27 Mei 2016
12.10 WIB
Kisah Klasik Bullying
Mari kita awali tulisan ini dengan throwback agenda saya di minggu ini. Selasa
lalu, secara berkelompok saya mempresentasikan sebuah paper dengan tema agresi. Dan saya sendiri dapat jatah menulis dan
presentasi tentang bullying. Tidak keberatan
kan kalau saya tuliskan definisi teoritisnya?
Bullying atau kekerasan secara umum ialah suatu kondisi dimana siswa yang
menjadi korban bully terpapar perilaku negatif oleh seorang atau sejumlah siswa
lainnya secara berulang dan beberapa kali (Olweus, 1993).“Perilaku negatif”

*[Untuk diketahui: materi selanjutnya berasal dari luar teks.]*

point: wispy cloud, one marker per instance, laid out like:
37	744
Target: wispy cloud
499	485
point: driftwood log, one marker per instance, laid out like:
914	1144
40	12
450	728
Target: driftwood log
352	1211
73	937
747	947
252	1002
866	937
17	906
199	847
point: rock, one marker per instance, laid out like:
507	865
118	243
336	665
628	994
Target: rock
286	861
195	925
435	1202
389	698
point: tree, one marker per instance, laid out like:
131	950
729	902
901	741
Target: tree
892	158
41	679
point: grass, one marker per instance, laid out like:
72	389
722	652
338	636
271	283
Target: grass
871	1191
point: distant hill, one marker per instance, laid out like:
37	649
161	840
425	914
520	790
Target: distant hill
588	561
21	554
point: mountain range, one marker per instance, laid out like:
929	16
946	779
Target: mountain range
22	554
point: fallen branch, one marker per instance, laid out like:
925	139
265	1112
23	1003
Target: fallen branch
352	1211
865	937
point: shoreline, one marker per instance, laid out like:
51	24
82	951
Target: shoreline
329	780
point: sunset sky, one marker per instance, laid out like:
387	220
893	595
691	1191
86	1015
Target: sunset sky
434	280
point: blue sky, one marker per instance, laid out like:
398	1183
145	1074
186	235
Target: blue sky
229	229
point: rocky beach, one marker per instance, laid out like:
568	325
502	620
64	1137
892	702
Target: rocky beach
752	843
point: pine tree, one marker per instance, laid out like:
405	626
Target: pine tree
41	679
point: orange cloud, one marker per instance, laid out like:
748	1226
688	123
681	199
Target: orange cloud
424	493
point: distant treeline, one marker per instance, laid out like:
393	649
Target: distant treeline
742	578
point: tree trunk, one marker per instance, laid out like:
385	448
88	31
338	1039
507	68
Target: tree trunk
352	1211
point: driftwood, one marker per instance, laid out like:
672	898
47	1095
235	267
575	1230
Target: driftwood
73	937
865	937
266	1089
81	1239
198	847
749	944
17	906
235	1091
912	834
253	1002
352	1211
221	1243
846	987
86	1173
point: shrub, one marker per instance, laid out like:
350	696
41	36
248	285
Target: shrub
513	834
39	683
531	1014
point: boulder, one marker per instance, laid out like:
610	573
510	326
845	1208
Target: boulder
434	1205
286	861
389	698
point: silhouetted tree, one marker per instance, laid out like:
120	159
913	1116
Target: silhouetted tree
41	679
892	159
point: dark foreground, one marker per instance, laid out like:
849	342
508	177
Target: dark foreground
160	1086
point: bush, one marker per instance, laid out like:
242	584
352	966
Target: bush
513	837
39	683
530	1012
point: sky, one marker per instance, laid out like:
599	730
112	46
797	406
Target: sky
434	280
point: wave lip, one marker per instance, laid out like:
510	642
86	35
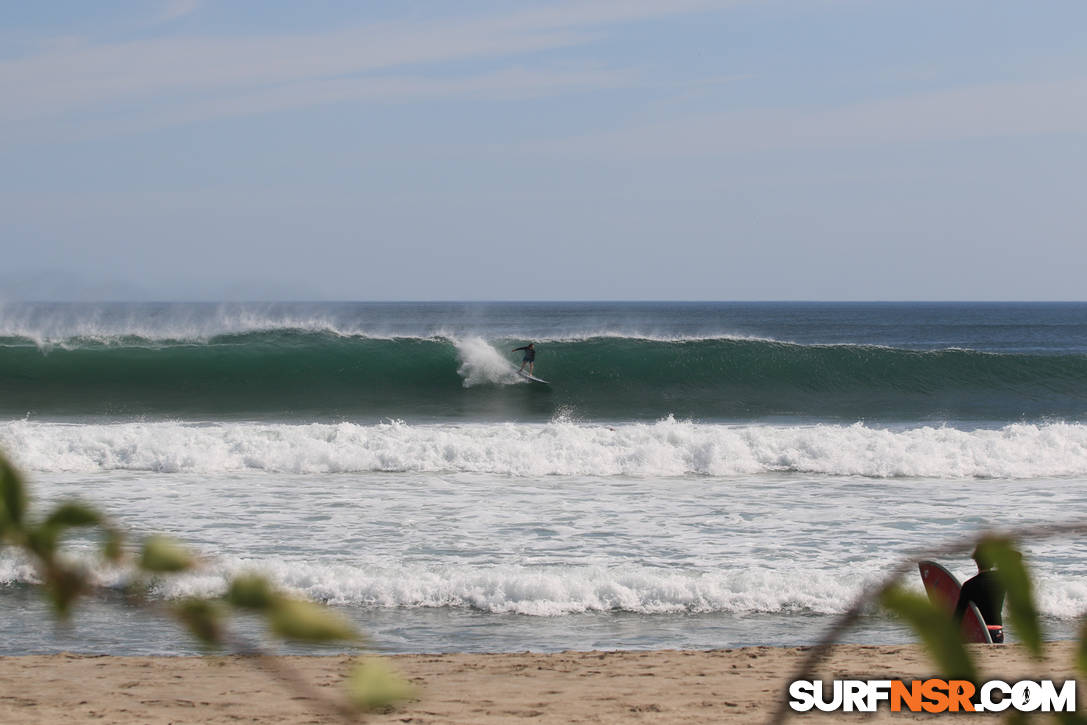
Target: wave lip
662	449
321	374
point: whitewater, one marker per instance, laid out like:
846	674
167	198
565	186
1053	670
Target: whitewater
696	475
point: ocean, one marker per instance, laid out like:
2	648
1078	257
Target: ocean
696	475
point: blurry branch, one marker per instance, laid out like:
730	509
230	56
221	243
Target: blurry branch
371	685
933	624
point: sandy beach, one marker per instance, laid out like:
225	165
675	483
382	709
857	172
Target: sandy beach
740	685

dapat diartikan seseorang secara sadar atau dengan niat tertentu membuat orang
lain merasa tidak nyaman dengan perilaku yang agresif (Olweus, 1993). Perilaku
negatif ini dapat terjadi secara verbal, seperti mengolok atau memberi julukan
dan dapat pula terjadi secara fisik seperti dengan memukul, mendorong, menendang,
atau hal lainnya yang bersifat kontak fisik. Bullying kemudian menekankan pada
perilaku negatif yang sifatnya berulang.
Ada banyak faktor yang bisa
menyebabkan anak melakukan bullying. Tapi
ada satu informasi yang saya highlight
dan sampaikan di kelas, bahwa ternyata anak-anak yang melakukan bullying itu bisa jadi karena MENIRU
entah orangtua atau orang-orang di sekitarnya yang berlaku negatif (baik verbal
maupun fisik atau bahkan gesture) dan
INDIKASI GENETIK. Kok indikasi genetik? Ya, ternyata laki-laki dewasa yang
ketika kecil pernah atau sering melakukan bully
pada temannya cenderung memiliki anak-anak yang juga mem-bully teman-temannya di sekolah. Data pasti statistiknya tidak saya
temukan tapi begitulah kabarnya menurut penelitian. Di samping itu, info
menarik lainnya adalah bahwa ternyata anak pertama cenderung menjadi korban bully yang kemungkinan karena faktor
pola asuh protektif dari orangtua.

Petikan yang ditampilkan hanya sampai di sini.